複数年にわたる現場での観測地のレコードを含むデータセットがあり、年ごとに値を集計したいと考えています。
パラメーター
次の表に、ピボット ツールのパラメーターの概要を示します。
| パラメーター | 説明 |
|---|---|
| 入力データセット | ピボットするデータセット。 |
| 入力フィールド | 出力データセット内の一意のレコードを定義するために使用する 1 つ以上のフィールド。 一致する値を持つレコードは、集約関数を使用して集約されます。 |
| ピボット フィールド | 出力データセットの新しいフィールドに変換する値を含むフィールド。 |
| 値フィールド | 新しいレコードの値を決定するのに使用するフィールド。 |
| 集約関数 | 新しい値の計算に使用する関数。 |
使用上の注意
[入力データセット] パラメーターを使用して、ピボットされるデータセットを特定します。
[入力フィールド] パラメーターを使用して、グループ化する値を含む 1 つ以上のフィールドを特定します。 指定したフィールドからの一意の値が、出力データセット内のレコードになります。 [入力フィールド] と [ピボット フィールド] または [値フィールド] の両方に同じフィールドを指定することはできません。
[ピボット フィールド] パラメーターを使用して、出力データセット内の新しいフィールド名の作成に使用される値を含むフィールドを特定します。
[集約関数] パラメーターは、グループ化されたレコードの値がどのように計算されるかを決定するために使用されます。 次の集計関数を使用できます。
[合計] - フィールド内の数値の合計。
[null, 1, 3]の合計は4です。[最小] - 数値または日付フィールドの最小値。
[0, 2, null]の最小値は0です。[最大] - 数値または日付フィールドの最大値。
[0, 2, null]の最大値は2です。[平均] - 数値の平均。
[0, 2, null]の平均は1です。[標準偏差] - 数値フィールドの標準偏差。
[null, 1, 1, 1]の標準偏差は0です。[個数] - 非 NULL 値の数。 任意のタイプのフィールドで使用できます。
[null, "hello", "world"]の数は2です。[すべて] - 任意のタイプのフィールドのサンプル値。
出力
ツールの出力は、次のフィールドと値を含むデータセットです。
[入力フィールド] パラメーターを使用して指定したすべてのフィールド。 出力には、フィールドまたはフィールドの組み合わせで見つかった一意の値ごとに 1 つのレコードが含まれます。
[ピボット フィールド] パラメーターを使用して指定したフィールドの各個別値の新しいフィールド。 これらのフィールドには、[値フィールド] パラメーターを使用して指定したフィールドの集約値が含まれます。 たとえば、ピボット フィールドに 2 つの個別値
CaliforniaとWashingtonが含まれており、[Mean] と [Any] の集約関数を計算すると、結果には 4 つの新しいフィールドMEAN_California、ANY_California、MEAN_Washington、ANY_Washingtonが含まれます。

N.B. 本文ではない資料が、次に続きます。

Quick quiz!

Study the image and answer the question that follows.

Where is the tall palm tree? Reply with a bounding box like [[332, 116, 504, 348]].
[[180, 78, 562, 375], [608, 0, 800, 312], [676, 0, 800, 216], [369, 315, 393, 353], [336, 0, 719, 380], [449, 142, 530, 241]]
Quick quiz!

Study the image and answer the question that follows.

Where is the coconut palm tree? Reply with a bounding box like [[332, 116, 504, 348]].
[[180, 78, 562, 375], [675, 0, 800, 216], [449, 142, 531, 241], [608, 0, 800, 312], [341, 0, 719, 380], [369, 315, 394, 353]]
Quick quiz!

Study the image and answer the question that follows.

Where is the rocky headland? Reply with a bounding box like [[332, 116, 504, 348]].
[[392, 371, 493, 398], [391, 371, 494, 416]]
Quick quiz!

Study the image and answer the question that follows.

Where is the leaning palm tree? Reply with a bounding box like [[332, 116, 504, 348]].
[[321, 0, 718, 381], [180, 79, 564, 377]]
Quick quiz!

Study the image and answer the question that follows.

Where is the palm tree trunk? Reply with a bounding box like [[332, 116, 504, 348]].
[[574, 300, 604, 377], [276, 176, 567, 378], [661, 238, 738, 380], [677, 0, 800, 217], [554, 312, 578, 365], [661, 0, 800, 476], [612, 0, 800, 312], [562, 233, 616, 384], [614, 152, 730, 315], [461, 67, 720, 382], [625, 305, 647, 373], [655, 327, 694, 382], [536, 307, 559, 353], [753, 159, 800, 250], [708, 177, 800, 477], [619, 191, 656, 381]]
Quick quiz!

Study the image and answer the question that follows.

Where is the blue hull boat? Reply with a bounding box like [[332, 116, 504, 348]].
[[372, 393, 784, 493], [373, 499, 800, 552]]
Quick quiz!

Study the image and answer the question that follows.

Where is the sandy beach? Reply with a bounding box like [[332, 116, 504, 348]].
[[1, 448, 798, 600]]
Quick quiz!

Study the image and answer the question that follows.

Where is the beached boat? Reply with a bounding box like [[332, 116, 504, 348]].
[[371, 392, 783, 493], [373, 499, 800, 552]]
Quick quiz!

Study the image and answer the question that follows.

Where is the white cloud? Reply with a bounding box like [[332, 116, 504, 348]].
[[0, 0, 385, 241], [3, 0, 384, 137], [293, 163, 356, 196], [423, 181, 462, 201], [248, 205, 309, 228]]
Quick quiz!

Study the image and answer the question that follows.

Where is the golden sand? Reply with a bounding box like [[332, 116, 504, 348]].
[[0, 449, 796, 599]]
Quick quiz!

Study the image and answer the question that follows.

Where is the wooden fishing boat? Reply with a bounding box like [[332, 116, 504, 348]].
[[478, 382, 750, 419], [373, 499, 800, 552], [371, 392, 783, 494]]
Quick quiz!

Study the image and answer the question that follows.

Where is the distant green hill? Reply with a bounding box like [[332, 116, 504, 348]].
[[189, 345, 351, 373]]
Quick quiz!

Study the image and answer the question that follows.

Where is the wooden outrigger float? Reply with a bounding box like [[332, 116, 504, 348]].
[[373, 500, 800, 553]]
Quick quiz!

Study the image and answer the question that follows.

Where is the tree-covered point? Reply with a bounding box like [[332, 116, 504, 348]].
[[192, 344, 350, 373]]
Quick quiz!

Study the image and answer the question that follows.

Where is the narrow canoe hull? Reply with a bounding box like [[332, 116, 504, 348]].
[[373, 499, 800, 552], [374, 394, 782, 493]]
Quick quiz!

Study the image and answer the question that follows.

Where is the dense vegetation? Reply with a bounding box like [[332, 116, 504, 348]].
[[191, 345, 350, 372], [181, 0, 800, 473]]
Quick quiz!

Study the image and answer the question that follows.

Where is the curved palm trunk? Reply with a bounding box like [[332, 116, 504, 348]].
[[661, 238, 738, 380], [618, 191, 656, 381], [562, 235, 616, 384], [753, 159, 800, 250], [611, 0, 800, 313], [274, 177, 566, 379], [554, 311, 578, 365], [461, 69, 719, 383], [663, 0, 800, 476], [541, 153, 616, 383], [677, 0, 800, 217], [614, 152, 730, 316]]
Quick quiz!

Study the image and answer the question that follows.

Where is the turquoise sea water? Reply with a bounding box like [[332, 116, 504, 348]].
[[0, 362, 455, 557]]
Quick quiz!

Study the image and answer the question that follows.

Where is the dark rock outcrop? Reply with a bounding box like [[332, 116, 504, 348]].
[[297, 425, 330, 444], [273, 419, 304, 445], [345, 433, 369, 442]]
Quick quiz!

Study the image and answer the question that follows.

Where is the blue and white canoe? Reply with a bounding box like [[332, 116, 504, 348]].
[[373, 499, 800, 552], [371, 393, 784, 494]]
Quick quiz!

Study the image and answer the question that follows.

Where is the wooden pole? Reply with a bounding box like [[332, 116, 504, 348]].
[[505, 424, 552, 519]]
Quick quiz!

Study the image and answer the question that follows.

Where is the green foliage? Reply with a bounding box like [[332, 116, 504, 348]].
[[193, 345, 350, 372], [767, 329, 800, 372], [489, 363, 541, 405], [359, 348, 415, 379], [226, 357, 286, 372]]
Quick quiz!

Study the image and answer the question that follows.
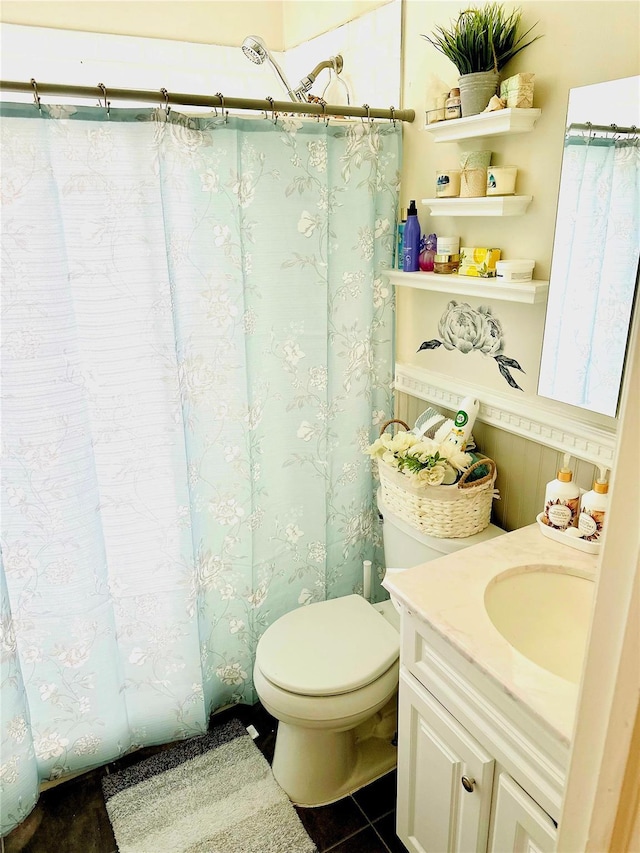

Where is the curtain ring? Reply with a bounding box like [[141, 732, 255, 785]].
[[362, 104, 371, 124], [322, 101, 329, 128], [98, 83, 110, 118], [160, 88, 171, 120], [266, 95, 277, 124], [215, 92, 228, 123], [30, 78, 42, 114], [389, 106, 396, 127]]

[ピボット フィールド] に NULL 値が含まれている場合、null というフィールドが追加されます。 [ピボット フィールド] に空の文字列が含まれている場合、_ というフィールドが追加されます。

制限事項
ピボット ツールの既知の制限事項は以下のとおりです。
フィールド名では大文字と小文字が区別されません。[ピボット フィールド] パラメーターに、大文字と小文字が異なる一致するテキスト値が含まれている場合、重複を避けるために出力フィールドの名前が変更されます。

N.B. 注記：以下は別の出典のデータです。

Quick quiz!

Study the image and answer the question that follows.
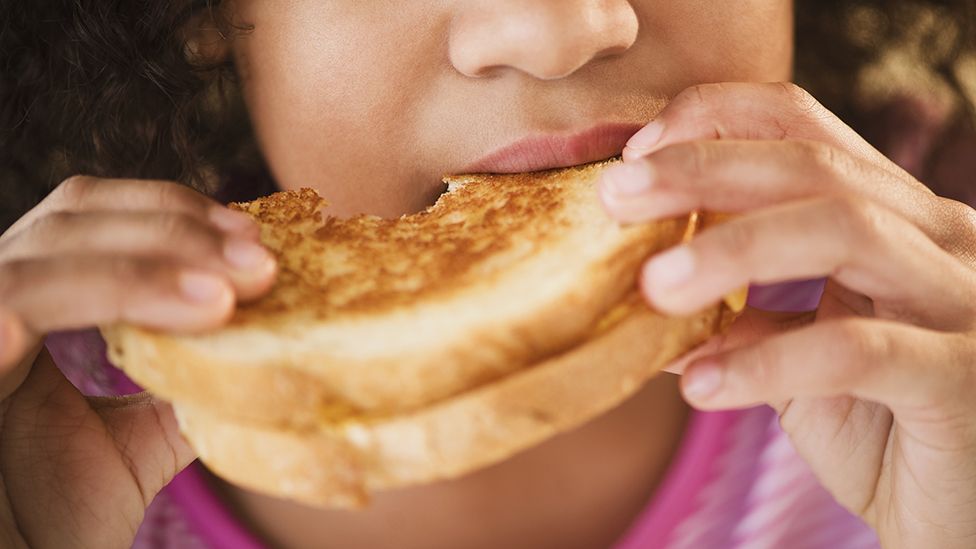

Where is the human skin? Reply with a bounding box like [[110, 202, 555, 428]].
[[599, 82, 976, 549], [210, 2, 793, 547], [37, 1, 976, 549], [194, 3, 976, 546], [229, 0, 793, 218], [0, 1, 793, 547]]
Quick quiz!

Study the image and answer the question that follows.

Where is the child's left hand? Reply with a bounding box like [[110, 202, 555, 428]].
[[599, 82, 976, 549]]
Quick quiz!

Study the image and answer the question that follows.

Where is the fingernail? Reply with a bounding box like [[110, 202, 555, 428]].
[[180, 271, 230, 304], [642, 246, 696, 291], [210, 207, 256, 234], [626, 121, 665, 151], [684, 362, 723, 400], [622, 146, 646, 163], [224, 238, 273, 270], [601, 161, 655, 196]]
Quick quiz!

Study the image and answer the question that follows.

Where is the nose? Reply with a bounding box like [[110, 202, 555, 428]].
[[449, 0, 639, 80]]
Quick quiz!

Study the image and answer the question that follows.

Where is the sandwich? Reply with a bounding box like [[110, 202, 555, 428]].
[[101, 158, 741, 507]]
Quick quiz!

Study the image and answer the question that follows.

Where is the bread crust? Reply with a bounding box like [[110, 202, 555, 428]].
[[173, 301, 733, 508]]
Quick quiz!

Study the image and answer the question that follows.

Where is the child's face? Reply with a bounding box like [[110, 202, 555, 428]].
[[229, 1, 793, 217]]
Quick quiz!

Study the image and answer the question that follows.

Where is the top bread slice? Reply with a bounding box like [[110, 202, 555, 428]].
[[102, 158, 694, 427]]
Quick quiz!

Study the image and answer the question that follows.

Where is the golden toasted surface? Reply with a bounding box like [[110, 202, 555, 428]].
[[230, 160, 615, 325], [104, 157, 704, 424]]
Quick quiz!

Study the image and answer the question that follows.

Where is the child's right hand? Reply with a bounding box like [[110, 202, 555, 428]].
[[0, 176, 277, 548]]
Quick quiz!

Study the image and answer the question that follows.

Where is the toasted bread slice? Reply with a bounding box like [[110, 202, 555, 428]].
[[173, 297, 732, 508], [103, 159, 695, 427]]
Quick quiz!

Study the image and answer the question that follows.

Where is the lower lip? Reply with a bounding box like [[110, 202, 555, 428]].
[[464, 123, 644, 174]]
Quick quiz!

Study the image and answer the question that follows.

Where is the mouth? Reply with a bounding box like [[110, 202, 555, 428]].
[[462, 123, 644, 174]]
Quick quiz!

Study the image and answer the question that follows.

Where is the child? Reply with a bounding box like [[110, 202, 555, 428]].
[[2, 1, 976, 547]]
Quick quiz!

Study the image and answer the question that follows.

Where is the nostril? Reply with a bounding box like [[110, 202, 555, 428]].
[[465, 64, 506, 80], [592, 45, 631, 63], [448, 1, 639, 81]]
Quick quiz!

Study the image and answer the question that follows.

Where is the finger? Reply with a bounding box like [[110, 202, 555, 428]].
[[662, 308, 814, 375], [91, 395, 196, 507], [621, 82, 919, 186], [3, 176, 258, 242], [639, 196, 976, 331], [662, 334, 725, 376], [603, 140, 976, 262], [680, 318, 972, 412], [0, 211, 276, 301], [0, 256, 235, 335]]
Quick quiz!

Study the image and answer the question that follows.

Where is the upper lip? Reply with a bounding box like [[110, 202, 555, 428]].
[[462, 123, 644, 174]]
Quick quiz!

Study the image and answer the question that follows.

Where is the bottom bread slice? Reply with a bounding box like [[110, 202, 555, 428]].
[[173, 302, 732, 508]]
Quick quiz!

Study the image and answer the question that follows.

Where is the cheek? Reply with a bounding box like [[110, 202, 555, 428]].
[[232, 2, 443, 217], [639, 0, 794, 84]]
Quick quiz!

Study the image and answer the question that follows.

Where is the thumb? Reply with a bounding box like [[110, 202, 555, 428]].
[[2, 352, 196, 547], [91, 393, 197, 506]]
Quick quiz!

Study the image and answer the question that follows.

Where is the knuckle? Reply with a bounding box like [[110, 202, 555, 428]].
[[829, 320, 887, 374], [689, 83, 711, 107], [155, 212, 194, 240], [828, 195, 885, 243], [105, 257, 177, 317], [156, 214, 222, 253], [108, 256, 157, 287], [747, 341, 784, 390], [56, 175, 97, 205], [947, 333, 975, 385], [798, 140, 841, 173], [940, 198, 976, 230], [105, 257, 180, 315], [935, 198, 976, 254], [656, 141, 712, 179], [18, 211, 80, 251], [685, 141, 714, 178], [775, 82, 821, 116], [0, 260, 27, 299], [798, 140, 865, 186], [105, 259, 140, 316], [717, 219, 757, 258], [152, 181, 208, 215], [675, 83, 724, 113], [36, 210, 79, 234]]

不正な文字が含まれているか、数字で始まるフィールド名は名前が変更されます。 [ピボット フィールド] パラメーターに、名前を変更すると競合する複数の値が含まれている場合、重複を避けるために名前が変更されます。
[ピボット フィールド] パラメーターでは、最大 1,000 個の個別値がサポートされます。 1,000 を超える個別値が見つかった場合、エラーが発生します。
ピボットは、新しいフィールド値を決定するために入力データセット全体をスキャンする必要があります。 下流方向ツールのパフォーマンスで問題が発生する場合は、入力データセットのサイズを制限することを検討してください。
ライセンス要件
次のライセンスと構成が必要です。
Creator または Professional ユーザー タイプ
公開者、ファシリテーター、管理者ロール、またはそれと同等のカスタム ロール
Data Pipelines の要件の詳細については、「要件」をご参照ください。
また、Data Pipelines は、ArcGIS Data Pipelines Server が ArcGIS Enterprise で構成されている場合にのみ使用できます。